Bortezomib for children with acute lymphoblastic leukemia (ALL) without other treatment options.

Multicenter, multinational, open label, comparative and randomised phase II study on the antileukemic activity of bortezomib with conventional combination chemotherapy in relapsed/refractory ALL in children and adolescents. The study will include one cohort of patients with relapsed/refractory ALL, with treatment guidelines for all patients for 3 weeks. Thereafter, bortezomib may be repeated in combination with the same conventional chemotherapy for patients with a good initial response to reinduction therapy, while treatment of all other patients will be left at the discretion of the patient, parents and the responsible clinician. Standard reinduction chemotherapy will consist of 2 weeks of dexamethasone plus vincristine given twice, plus intrathecal administration of methotrexate. In addition, all patients will be treated with one cycle of bortezomib, consisting of 4 doses in 2 weeks. However, they will be randomised 1:1 in 2 arms, group A getting 'early' bortezomib, starting at day 1 of therapy, and group B getting 'late' bortezomib, starting at day 8. Randomisation will be stratified for the number of circulating leukemic blasts at diagnosis. This design allows demonstrating an additional antileukemic effect of bortezomib when added to dexamethasone, after 1 week of therapy, measured by a reduction in ALL cells in peripheral blood and bone marrow. In addition, this design allows comparing the toxicity of limited (group A) and more extended (group B) overlap of administrations of bortezomib and vincristine. A total of 24 patients must be randomised and be fully evaluable in order to prove additional antileukemic effect of bortezomib when added to dexamethasone. Bortezomib will be available for further use in case of patients with a favourable early treatment response, i.e. bone marrow M1 or M2 (¡Ü15% blasts) 3 weeks after start of reinduction therapy, in combination with the same combination chemotherapy.

This is a phase II study of bortEzomib in combination with other chemotherapy as re-induction therapy for childhood relapsed/refractory ALL.

The major time point is the steroid response at day 8 and the response rate at day 22.
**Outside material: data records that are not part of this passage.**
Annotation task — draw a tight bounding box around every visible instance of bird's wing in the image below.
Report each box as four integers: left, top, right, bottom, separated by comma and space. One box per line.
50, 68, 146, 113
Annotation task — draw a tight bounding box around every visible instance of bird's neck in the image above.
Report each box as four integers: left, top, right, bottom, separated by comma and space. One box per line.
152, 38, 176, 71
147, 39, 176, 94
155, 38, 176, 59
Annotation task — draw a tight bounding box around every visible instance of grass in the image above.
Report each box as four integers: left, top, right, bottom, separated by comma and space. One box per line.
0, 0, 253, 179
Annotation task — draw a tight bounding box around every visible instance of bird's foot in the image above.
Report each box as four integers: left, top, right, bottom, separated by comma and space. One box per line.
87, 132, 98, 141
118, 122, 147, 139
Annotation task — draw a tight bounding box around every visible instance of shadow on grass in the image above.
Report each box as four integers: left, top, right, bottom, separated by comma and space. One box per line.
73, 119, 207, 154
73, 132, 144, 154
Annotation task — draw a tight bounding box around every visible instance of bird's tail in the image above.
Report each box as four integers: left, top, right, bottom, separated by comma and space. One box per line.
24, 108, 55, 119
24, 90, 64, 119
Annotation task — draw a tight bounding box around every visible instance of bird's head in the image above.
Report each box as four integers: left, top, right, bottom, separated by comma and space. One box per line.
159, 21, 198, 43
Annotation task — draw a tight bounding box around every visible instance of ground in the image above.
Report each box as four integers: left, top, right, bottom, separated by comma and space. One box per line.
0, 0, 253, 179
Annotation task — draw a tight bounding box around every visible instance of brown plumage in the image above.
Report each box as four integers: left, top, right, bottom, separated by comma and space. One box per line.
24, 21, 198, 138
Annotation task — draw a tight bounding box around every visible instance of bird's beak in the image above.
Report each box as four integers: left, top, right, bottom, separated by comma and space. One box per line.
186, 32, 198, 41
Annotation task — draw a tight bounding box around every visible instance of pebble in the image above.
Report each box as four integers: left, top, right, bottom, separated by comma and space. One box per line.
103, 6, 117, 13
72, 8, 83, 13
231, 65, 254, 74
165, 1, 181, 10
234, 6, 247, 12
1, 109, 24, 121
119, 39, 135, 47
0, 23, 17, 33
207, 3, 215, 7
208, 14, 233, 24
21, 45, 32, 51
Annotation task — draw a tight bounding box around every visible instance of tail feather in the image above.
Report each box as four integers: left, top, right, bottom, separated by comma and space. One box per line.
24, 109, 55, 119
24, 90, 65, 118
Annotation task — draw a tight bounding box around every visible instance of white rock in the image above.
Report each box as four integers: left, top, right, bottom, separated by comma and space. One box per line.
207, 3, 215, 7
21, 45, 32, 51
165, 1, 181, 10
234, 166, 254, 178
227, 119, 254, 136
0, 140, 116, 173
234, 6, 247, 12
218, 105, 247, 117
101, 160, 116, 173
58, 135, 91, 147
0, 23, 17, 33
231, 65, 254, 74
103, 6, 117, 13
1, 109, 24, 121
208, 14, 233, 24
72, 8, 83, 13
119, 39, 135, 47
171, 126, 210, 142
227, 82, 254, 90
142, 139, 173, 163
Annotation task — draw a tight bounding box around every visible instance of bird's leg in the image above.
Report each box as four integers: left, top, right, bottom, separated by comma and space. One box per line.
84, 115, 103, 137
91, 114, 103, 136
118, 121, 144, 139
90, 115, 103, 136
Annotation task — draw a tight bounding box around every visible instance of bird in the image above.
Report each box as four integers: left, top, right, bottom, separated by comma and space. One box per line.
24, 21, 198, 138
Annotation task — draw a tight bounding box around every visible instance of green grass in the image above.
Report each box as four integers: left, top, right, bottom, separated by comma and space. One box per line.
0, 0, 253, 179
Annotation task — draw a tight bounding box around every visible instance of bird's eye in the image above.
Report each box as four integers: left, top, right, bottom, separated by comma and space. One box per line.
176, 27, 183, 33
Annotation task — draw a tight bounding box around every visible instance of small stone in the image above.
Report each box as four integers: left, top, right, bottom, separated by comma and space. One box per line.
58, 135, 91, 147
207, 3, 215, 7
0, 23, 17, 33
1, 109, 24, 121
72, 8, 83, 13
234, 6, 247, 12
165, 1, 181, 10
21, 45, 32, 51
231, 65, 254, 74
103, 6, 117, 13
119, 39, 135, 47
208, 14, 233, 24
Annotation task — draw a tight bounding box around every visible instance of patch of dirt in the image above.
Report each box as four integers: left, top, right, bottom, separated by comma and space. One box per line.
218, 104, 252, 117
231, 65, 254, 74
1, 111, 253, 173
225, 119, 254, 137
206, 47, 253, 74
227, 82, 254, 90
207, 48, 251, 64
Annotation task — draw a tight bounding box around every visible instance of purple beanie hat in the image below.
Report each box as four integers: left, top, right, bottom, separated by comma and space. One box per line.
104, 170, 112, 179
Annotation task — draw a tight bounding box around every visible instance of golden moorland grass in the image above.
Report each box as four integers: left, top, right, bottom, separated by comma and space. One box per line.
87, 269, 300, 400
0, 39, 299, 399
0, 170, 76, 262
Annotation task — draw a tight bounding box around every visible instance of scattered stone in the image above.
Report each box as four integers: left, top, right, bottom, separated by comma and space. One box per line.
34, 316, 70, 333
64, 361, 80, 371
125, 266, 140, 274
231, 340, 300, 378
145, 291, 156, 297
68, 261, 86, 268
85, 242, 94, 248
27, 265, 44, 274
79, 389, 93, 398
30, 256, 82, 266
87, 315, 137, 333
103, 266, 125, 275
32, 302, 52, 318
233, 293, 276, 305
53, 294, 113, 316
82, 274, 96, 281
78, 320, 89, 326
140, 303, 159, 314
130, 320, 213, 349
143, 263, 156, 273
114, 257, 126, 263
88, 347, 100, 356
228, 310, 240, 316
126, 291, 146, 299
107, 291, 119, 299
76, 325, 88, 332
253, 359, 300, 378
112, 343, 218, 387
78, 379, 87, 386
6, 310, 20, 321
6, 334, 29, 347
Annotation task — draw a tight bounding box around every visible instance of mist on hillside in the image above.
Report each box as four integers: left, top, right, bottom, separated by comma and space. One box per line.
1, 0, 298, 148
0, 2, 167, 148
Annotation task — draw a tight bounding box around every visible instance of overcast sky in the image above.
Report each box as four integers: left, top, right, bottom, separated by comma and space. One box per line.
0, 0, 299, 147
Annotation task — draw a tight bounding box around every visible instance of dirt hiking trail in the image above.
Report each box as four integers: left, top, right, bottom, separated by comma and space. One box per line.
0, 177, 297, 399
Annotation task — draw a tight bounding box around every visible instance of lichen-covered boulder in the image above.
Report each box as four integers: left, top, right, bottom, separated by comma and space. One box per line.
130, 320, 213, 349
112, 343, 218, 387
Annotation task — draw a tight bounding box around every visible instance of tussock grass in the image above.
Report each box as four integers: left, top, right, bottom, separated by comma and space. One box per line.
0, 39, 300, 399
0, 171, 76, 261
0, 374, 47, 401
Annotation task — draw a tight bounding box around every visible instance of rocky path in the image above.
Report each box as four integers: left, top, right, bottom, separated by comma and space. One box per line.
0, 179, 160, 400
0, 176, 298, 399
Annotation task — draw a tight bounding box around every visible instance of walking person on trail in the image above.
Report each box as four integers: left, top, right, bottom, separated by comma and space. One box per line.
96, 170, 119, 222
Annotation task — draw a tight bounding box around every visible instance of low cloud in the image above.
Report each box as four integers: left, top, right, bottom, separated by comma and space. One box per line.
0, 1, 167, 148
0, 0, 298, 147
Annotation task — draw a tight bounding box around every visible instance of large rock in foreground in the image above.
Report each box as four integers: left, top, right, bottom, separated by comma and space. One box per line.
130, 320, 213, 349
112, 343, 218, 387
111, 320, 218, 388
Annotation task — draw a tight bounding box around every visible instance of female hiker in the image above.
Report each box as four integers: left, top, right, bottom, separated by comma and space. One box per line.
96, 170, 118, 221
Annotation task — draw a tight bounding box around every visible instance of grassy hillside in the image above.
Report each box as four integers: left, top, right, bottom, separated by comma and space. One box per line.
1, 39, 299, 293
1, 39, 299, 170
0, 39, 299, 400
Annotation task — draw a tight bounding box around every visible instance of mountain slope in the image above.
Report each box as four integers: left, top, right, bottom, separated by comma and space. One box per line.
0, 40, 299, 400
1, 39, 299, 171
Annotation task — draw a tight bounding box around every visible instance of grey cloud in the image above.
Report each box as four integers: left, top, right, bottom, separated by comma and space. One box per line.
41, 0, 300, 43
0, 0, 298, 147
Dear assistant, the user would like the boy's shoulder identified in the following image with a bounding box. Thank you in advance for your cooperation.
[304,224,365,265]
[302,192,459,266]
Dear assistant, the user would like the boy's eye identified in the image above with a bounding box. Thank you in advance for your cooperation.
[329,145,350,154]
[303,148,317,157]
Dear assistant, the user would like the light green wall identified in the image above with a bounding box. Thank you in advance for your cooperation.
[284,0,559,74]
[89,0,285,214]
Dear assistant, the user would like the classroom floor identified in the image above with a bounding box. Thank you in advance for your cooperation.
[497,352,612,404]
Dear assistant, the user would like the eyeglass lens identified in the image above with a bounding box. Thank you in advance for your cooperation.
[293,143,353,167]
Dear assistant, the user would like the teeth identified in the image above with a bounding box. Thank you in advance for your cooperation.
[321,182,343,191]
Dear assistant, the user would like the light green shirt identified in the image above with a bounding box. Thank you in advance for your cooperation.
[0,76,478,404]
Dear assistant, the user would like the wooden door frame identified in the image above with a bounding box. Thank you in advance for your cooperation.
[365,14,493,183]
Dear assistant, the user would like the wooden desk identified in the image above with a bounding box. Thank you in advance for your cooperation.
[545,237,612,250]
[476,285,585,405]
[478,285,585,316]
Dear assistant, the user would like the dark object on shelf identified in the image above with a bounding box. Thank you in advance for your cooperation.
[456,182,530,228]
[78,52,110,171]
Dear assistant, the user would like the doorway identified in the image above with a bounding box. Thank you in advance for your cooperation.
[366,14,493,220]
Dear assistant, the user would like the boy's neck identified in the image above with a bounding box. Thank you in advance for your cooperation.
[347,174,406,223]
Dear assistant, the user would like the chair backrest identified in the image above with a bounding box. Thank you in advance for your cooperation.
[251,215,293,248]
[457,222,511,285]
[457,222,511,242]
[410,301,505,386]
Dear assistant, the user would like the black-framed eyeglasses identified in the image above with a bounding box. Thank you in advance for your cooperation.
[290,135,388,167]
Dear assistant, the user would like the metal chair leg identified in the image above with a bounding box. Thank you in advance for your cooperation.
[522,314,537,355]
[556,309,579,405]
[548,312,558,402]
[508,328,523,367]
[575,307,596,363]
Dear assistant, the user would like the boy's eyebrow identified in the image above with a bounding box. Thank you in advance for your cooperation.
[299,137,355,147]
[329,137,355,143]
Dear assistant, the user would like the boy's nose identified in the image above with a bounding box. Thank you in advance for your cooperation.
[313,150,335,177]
The patients will be treated with bortezomib (1.3 mg/m2/dose twice weekly (days 1 and 4 of each week) for a total of 2 weeks. Group A will get bortezomib on days 1, 4, 8 and 11, while group B will get it on days 8, 11, 15 and 18. Bortezomib will be administered as i.v. push. In addition, patients will get standard reinduction chemotherapy consisting of dexamethasone and vincristine. Dexamethasone will be given from day 1 onwards for 2 weeks at 10 mg/m2/day in 3 doses, orally. In addition, patients will receive vincristine on days 8 and 15, at 1.5 mg/m2/dose, in a 60 minutes i.v. infusion.
Finally, intrathecal methotrexate will be given on days 1 and 22 with age-adjusted dosing.



Further therapy for good responders (bone marrow (BM) M1 or M2 on day 22) may consist of an additional cycle of bortezomib, but this decision is left to the discretion of the treating physician. A next cycle should start 11 days after the previous administration of bortezomib. Then, bortezomib must again be combined with 2 weeks of dexamethasone (same dose and schedule) and vincristine twice (same dose and schedule). Such cycles may be repeated if justified by efficacy and (lack of) toxicity, which again is left to the discretion of the treating physician.



Patients with a BM M3 on day 22 and/or those with progressive disease will go off study.